Can You Claim a Home Office Deduction?

 For many people who own their own business, claiming a home office is a great tax deduction.  Some people who work for employers can also claim a home office, but they must also meet the requirement that it’s for the benefit of the employer. What about you?  Should a home office deduction be on your tax return this year?

 The first criteria for a home office is “regular and exclusive”.  This basically means that you have a defined space that is only used for business.  It doesn’t mean you have to have four walls, your defined space can be a section of another room.  For example, let’s say you have a desk in your bedroom that you do your office work out of.  You make your business calls there, the computer is there, it’s your business headquarters.  Your bedroom can’t be your home office, but that corner of your bedroom certainly is.  Many people think that since they don’t have a dedicated room to call an office that the home office deduction isn’t available to them.  That’s not true.  Let’s say that this guy’s bedroom is 12×14 feet.  His office space is basically his desk, his chair and a file cabinet that takes up about 5×8 feet.  His home office space is 40 square feet.  Granted, that’s not much of an office, but it’s still going to help reduce his taxes and that’s the whole point isn’t it?.

 Let’s go back to the “exclusive” use idea again.  Let’s say you’re using your kitchen table for you office.  (To be honest, it’s my favorite place to work.)  The problem is, because its the kitchen table, it doesn’t qualify as exclusive use.  Come five o’clock (at least at my house) I clean the table off and get ready for dinner.  I actually have another spot in the house that I do claim as my home office, and I really do work up there.  It doesn’t mean I never work at the kitchen table, it just means that I don’t claim the kitchen as my home office. 
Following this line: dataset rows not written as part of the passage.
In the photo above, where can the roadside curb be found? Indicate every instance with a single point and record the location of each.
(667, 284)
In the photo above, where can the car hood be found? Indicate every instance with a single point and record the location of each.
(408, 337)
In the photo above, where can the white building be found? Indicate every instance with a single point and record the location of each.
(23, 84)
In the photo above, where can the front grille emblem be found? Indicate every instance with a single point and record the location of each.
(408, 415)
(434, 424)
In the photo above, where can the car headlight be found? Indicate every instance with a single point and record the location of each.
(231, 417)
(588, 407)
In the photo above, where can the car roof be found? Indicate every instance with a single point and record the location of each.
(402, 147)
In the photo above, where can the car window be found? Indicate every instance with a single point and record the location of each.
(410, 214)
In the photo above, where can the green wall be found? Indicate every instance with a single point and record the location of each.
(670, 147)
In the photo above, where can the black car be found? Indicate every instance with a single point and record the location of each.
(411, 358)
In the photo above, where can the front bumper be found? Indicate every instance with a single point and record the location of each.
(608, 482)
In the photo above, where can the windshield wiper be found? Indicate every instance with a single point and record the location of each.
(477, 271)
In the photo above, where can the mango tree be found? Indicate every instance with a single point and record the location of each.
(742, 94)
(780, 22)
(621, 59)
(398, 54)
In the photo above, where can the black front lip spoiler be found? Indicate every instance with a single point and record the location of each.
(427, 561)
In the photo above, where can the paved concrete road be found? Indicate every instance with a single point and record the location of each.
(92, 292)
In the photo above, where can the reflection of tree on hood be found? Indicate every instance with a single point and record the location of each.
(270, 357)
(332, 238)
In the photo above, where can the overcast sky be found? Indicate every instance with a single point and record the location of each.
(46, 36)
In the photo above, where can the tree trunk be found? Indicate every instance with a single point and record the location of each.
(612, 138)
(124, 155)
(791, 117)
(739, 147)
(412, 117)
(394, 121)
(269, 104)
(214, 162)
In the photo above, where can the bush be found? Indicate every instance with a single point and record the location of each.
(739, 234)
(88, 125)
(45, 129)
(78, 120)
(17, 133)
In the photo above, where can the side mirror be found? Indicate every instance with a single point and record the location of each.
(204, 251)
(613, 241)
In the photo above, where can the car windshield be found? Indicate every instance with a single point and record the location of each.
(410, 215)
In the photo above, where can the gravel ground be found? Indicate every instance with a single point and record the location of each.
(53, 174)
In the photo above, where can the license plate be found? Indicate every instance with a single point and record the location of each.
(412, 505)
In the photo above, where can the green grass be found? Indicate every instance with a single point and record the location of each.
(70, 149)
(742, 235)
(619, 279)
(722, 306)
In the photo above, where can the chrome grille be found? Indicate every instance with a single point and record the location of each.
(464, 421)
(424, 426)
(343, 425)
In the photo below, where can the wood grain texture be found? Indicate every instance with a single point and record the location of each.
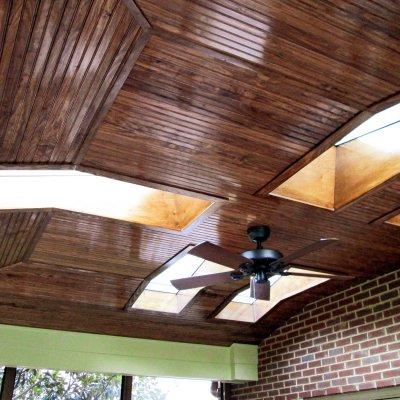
(19, 233)
(61, 65)
(225, 96)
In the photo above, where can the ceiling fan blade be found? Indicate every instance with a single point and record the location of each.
(314, 269)
(304, 251)
(311, 275)
(201, 280)
(260, 291)
(219, 255)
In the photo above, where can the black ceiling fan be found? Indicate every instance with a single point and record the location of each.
(259, 264)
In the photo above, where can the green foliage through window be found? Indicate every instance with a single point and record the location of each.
(34, 384)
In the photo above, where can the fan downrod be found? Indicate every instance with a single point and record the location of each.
(258, 234)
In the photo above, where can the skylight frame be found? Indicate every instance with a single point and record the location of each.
(168, 303)
(344, 172)
(377, 122)
(260, 308)
(203, 204)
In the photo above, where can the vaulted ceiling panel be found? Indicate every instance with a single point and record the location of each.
(46, 281)
(19, 233)
(225, 96)
(60, 67)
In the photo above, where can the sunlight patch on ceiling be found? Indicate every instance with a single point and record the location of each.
(159, 294)
(97, 195)
(366, 158)
(246, 309)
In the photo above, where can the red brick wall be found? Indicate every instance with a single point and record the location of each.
(343, 343)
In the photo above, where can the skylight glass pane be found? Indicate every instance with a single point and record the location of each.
(87, 193)
(244, 308)
(160, 295)
(378, 121)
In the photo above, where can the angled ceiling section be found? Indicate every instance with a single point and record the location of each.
(224, 97)
(61, 65)
(19, 233)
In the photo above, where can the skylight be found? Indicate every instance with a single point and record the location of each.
(97, 195)
(246, 309)
(381, 121)
(361, 162)
(160, 295)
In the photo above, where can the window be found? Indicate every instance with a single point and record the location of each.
(146, 388)
(97, 195)
(246, 309)
(364, 159)
(41, 384)
(160, 295)
(387, 120)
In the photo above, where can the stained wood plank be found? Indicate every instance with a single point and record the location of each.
(61, 65)
(19, 233)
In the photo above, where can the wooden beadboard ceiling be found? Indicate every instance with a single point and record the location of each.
(224, 97)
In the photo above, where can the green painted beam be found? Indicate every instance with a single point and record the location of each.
(74, 351)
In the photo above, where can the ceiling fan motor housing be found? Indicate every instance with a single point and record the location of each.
(261, 258)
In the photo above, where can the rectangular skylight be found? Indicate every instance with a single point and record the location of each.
(379, 121)
(245, 309)
(160, 295)
(97, 195)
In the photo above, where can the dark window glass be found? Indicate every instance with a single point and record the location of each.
(41, 384)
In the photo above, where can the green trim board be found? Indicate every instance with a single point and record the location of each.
(74, 351)
(389, 393)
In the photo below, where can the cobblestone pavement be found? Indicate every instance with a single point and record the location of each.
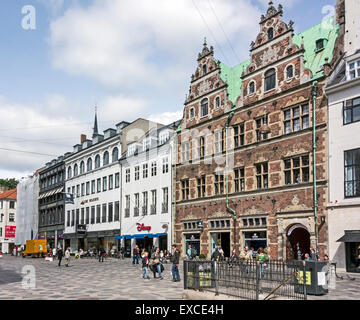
(85, 279)
(88, 279)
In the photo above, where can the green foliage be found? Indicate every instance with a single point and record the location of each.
(10, 183)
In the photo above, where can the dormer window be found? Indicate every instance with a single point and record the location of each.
(204, 107)
(270, 34)
(251, 87)
(354, 69)
(320, 44)
(289, 72)
(204, 69)
(270, 79)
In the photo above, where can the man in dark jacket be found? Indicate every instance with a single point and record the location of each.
(175, 259)
(60, 255)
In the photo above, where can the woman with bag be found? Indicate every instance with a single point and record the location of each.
(156, 264)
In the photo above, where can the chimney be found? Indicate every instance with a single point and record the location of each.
(82, 138)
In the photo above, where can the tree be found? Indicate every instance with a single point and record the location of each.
(9, 183)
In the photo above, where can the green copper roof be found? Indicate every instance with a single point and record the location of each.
(314, 60)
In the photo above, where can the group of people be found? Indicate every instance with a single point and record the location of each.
(155, 260)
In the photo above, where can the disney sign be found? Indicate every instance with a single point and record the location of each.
(141, 227)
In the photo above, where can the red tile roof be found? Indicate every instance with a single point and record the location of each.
(9, 194)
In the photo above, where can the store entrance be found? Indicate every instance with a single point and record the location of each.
(222, 240)
(299, 238)
(352, 256)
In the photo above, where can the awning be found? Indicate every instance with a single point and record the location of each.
(350, 236)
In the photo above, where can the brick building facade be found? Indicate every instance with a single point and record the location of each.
(244, 171)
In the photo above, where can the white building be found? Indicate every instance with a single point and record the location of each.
(147, 191)
(343, 91)
(93, 177)
(7, 220)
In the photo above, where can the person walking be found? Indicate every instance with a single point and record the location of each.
(67, 257)
(145, 265)
(60, 255)
(101, 254)
(156, 264)
(175, 259)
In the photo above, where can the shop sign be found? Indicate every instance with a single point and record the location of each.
(142, 227)
(10, 231)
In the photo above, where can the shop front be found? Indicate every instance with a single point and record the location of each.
(351, 238)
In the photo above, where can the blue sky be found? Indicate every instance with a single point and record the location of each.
(132, 58)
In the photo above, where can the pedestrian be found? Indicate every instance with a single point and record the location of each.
(156, 264)
(145, 265)
(101, 254)
(261, 258)
(60, 255)
(175, 259)
(216, 256)
(67, 257)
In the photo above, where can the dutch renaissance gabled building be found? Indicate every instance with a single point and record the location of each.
(245, 156)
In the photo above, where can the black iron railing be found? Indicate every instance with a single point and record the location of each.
(247, 279)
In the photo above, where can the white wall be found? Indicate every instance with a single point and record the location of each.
(352, 27)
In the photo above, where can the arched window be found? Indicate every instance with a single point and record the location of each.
(106, 158)
(89, 164)
(204, 107)
(97, 161)
(82, 167)
(251, 87)
(76, 170)
(69, 173)
(115, 156)
(217, 102)
(204, 69)
(270, 79)
(289, 72)
(270, 33)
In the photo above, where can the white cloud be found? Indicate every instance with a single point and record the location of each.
(132, 43)
(166, 117)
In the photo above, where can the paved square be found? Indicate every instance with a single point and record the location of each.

 The concept of office space as a function of business is changing.  How many people do you know would say their office is at Starbucks?  The cab of their truck?  Wherever their Blackberry is?  (The IRS doesn’t yet allow Starbucks receipts to be claimed as office rent expense, but I wish they did.)  For many people, these places really are their offices, but they still need a place where they can regularly store paperwork and/or product and receive mail. Starbucks may seam like your main office, but I would argue that you could also claim a home office deduction if you made space for it. 

 Now if you actually meet clients in your home, the home office deduction is almost a gimme.  Also, if your home has a separate structure where you do business, that’s pretty much guaranteed. Qualified daycare providers have special rules for claiming the home office deduction, but they definitely are able to claim a portion of the home expenses against their business income. 

 So what home office claims are going to get denied?  Well, one example that didn’t work was a woman who had a party plan business.  Every week she was hosting parties in her home for 10-20 couples selling her product.  She had claimed her whole house as a home office business deduction because the guests had full run of her house during the weekly parties.  Right about now you may be wondering, “what the heck was she selling anyway?”  Pretty mundane stuff actually.  If you’re selling a home party product like Avon, or Pampered Chef, you can claim a home office deduction for the storage of your product.  You can also claim office space for your administrative duties.  I would even go so far as to say you could claim an area of your home if you used it exclusively for your home parties on a regular basis like this woman did.  But, claiming your whole house (including your kid’s bedrooms, your bedroom, your kitchen, your personal bathroom) …that’s not going to fly. 

 Many people are afraid that a home office deduction guarantees an audit.  That’s not the case.  But, there are trip points that will make the IRS look closer at your return like claiming the whole house in the example above. Be sure to have a professional prepare, or at least review, your return when you claim a home office.  The money you spend up front will be well worth it in the time and taxes saved.